Your work often returns to cycles of breakdown and renewal. What poets or artists do you turn to when you’re trying to make sense of your own periods of transformation?
Quite a lot. There will be times where I’m so unwell that I can only handle poems. To name a few, I turn to Diane Seuss, Khadijah Queen, Megan Fernandes as well as Natasha Rao, Taylor Byas, Dare Williams, who all have their interludes on the album. They are very helpful in those moments, and I think poems are always something that feel… they feel like me to me. I can read a poem and feel more like myself. Sometimes, that’s what I really need. In terms of music, my favourite harpist is Lavinia Meijer. I have a harp playlist I listen to a lot when I’m undergoing transformation or just when I’m writing. In terms of fiction, I’d say Ling Ma, Sally Rooney, Octavia Butler. Ironically enough, Stoker’s Dracula, it’s one of my favourite books. Also poetry podcasts, Poem-a-Day by poets.org – I get that email and read a poem everyday. I read many poems a day. Sometimes they’ll be poems I wasn’t expecting but that I really needed at that moment.

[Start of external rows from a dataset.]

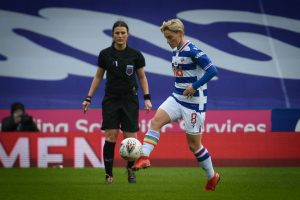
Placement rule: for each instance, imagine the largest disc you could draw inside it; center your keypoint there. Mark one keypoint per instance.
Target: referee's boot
(108, 179)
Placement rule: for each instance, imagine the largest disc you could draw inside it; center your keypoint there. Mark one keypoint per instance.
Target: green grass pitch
(153, 183)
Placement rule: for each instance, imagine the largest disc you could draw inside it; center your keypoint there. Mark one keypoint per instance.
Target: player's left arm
(205, 63)
(145, 87)
(210, 71)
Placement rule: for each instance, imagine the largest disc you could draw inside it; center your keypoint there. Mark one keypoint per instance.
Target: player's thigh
(129, 114)
(171, 107)
(110, 113)
(193, 121)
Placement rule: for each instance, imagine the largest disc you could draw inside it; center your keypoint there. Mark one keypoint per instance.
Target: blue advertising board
(49, 49)
(284, 120)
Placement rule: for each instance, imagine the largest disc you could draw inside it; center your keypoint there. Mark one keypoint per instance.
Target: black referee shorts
(120, 112)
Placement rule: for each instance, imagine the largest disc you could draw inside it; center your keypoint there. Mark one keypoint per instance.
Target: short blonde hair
(173, 25)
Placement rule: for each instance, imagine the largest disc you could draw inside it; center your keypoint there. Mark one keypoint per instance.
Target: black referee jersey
(121, 66)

To wrap up, are there any particular areas of your life that have been drawing you to explore them in your creative work lately?
For my second poetry collection I’m thinking a lot about estrangement, I’m thinking a lot about the nuclear family. I’m writing a lot about family, about rebuilding after collapse. I’m also working on a novel where one of the characters is a whiskey taster and writes about whiskey, so I’ve been doing weekly tastings and writing out the taste notes to get into the character’s headspace. So yeah – estrangement, nuclear family, and whiskey.
That’s amazing! So you’re also becoming a whiskey expert?
Maybe a little bit, which is not something I ever saw coming. I’ve been calling it ‘field research’. I’m starting to love it as much as I love coffee – I was a barista for almost ten years, I love tasting coffee, and I’m now starting to feel similarly about whiskey.
Is the experience of writing a novel quite different to writing a book of poetry?
It is, but since I write poetry, non-fiction, fiction, screenplays, plays, I think each genre feeds the other. Even though they’re different, when you’re working on one, you’re working on yourself as a writer. I see genres as one begets the other.